Zomato Has Quietly Built Itself A Rs. 35 Crore Per Month Business Which Supplies Ingredients To Restaurants

Thus far, Zomato had been looking to become the de-facto interface between restaurants and their customers — customers could look up restaurants on Zomato, and Zomato let them make reservations and even get discounts. Zomato had also bet big on the food delivery space, and its delivery fleet helped deliver meals to people who’d rather eat at home. But Zomato appears to have quietly built itself a new line of business — and instead of connecting restaurants to their it customers, this one could connect restaurants and their suppliers.

zomato hyperpure

In August, Zomato acquired 3-year old Bangalore-based company WOTO, which collected farm produce and sold it to restaurants. Zomato has since rebranded the service as HyperPure, and has appears to have already made good progress — HyperPure already delivers to 300 restaurants in Bangalore, and Zomato says it has a monthly order book of $5 million (Rs. 35 crore). HyperPure provides restaurants with fruits and vegetables, groceries, poultry, milk and milk products, and even packaging material for deliveries.

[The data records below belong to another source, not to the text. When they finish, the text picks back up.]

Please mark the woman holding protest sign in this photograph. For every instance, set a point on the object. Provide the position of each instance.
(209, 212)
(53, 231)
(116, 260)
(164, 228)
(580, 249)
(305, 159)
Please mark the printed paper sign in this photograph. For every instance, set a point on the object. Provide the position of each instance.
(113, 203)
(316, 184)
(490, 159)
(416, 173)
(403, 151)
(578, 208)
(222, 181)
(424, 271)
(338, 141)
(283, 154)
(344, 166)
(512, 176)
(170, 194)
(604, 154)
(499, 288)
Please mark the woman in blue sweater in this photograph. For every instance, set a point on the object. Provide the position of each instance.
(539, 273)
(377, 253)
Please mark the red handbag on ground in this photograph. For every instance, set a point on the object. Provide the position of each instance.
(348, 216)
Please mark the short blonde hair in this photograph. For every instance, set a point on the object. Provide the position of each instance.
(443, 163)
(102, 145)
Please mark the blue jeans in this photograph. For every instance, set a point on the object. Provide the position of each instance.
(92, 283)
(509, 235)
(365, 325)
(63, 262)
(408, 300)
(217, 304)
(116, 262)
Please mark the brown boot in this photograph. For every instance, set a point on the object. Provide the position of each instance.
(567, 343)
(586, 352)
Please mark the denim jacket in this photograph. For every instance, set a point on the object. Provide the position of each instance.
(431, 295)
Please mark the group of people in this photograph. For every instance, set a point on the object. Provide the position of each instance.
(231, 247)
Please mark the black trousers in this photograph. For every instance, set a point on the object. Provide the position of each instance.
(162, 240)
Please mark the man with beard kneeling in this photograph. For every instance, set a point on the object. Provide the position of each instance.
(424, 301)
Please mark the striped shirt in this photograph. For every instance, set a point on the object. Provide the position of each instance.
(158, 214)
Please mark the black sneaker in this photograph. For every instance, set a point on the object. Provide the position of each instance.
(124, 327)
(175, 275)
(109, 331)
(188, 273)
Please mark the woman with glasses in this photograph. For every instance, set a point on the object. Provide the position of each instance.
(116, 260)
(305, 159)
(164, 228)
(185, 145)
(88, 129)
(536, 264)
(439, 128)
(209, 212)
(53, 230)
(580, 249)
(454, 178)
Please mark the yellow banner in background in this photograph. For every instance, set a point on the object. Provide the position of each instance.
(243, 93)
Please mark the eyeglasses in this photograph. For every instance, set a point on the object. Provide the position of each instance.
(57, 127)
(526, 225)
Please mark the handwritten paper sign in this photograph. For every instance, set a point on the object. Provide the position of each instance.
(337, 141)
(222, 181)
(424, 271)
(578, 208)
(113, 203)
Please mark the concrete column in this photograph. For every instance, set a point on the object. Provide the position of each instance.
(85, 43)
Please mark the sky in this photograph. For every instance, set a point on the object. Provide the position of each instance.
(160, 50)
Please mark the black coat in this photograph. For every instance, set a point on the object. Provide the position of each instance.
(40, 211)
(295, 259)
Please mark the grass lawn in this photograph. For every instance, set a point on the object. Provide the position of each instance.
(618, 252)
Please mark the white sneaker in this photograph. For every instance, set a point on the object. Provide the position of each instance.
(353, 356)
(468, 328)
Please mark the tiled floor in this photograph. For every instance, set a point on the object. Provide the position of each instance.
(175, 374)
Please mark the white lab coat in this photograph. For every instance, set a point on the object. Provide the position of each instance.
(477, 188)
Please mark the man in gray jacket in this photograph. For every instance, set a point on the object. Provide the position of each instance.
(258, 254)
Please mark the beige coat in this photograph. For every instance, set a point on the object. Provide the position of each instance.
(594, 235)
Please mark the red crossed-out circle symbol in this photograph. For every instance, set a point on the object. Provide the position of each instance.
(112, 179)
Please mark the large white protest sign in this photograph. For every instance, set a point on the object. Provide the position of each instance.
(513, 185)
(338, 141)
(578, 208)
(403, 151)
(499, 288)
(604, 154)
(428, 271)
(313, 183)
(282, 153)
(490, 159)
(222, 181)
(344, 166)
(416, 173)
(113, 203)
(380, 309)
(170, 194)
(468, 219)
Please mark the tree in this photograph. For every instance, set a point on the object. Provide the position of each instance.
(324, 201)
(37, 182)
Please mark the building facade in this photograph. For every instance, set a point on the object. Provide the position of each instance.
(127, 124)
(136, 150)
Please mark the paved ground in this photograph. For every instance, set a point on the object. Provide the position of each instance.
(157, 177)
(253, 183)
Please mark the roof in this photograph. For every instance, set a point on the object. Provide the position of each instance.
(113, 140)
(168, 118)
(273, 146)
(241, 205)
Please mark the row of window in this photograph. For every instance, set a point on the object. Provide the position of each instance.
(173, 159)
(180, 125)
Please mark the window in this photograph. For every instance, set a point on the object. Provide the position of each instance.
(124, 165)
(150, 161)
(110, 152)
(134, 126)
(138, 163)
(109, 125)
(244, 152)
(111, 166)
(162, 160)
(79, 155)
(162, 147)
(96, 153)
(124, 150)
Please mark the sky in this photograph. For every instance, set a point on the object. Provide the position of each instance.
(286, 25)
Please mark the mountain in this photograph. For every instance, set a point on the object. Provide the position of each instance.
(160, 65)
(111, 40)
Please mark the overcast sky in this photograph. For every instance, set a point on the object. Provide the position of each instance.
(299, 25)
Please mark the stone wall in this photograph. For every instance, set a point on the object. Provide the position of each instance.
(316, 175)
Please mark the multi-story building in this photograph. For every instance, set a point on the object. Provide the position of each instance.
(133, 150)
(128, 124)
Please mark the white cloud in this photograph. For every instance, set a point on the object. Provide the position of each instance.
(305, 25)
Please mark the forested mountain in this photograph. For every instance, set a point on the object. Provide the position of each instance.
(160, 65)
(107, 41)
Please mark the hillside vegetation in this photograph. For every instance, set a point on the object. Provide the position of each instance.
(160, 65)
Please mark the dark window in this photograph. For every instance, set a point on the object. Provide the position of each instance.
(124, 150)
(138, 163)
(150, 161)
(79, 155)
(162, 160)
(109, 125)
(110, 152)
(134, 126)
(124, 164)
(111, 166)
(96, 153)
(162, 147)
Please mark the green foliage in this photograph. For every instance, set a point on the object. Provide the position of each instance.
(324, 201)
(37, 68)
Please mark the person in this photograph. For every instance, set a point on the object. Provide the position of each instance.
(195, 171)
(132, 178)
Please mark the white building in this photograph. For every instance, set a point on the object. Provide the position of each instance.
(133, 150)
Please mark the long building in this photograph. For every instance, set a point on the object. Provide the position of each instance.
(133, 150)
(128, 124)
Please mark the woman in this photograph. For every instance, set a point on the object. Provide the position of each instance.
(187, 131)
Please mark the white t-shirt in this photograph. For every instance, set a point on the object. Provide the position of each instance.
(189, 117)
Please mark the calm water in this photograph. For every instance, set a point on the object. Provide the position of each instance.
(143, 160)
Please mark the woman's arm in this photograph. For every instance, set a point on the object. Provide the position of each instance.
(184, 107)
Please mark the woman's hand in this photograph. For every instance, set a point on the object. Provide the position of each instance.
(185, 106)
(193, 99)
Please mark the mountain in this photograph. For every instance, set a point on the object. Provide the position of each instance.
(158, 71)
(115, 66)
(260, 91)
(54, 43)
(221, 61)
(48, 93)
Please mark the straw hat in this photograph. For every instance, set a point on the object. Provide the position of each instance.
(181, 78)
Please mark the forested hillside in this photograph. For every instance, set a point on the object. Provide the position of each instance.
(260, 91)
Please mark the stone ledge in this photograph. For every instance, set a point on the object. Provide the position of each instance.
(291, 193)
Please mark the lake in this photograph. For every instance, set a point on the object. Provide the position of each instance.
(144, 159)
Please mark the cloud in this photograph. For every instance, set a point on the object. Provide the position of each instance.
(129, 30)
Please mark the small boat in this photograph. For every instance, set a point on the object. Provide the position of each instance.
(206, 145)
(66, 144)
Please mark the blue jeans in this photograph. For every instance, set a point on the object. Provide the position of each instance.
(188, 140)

It’s an unusual business for Zomato to be in — Zomato started off as a tech company in 2008, but HyperPure runs large warehouses, where it directly receives produce from farmers. The produce is sorted, packed, inspected for quality, and delivered to restaurants. It’s not something Zomato has traditionally done, but Zomato says it sees an opportunity in the space.

“Sourcing is an operational nightmare for restaurants,” WOTO founder Dhruv Sawhney told Forbes. He said that restaurants spend disproportionate amounts of time in determining the quantities and qualities of the ingredients they buy, and must guard against wastage and pilferage. HyperPure helps restaurants streamline their supply chains, and fix prices for the whole month. Zomato also brings in some of its tech nous. “We even forecast demand for restaurants using machine learning. This eliminates the need for overstocking,” he says.

For Zomato CEO Deepinder Goyal, it seems to be a part of a bigger plan. Goyal had previously said that doing food delivery alone wasn’t sustainable, but now he wants Zomato to food company that straddles the entire value chain. “We are trying to transform Zomato into a foods company, much like a farm-to-fork model. The goal is to have fresh and clean food for all,” Goyal said.

It also helps that a food produce sourcing business fits in well with Zomato’s existing operations. Zomato already has deep relationships with restaurants across India, having been listing them on its platform for more than a decade, and also having built loyalty products like Zomato Gold — Zomato can leverage these relationships to enter into agreements on the sourcing side as well. And Zomato will use its public-facing site to its advantage — restaurants which source their materials from HyperPure will get certified on Zomato’s web page for using antibiotic residue-free poultry and pesticide-free vegetables.

It’s a clever nudge to get restaurants to sign on — by sourcing their ingredients from Zomato, they get a certification on Zomato’s site, which in turn could help attract more health conscious customers. This will help their business, making Zomato’s HyperPure offering more valuable that it might be by itself. It’s still early days for HyperPure, but the basics seem to be in place for Zomato to build a large business in a hitherto-unexplored place for food tech companies.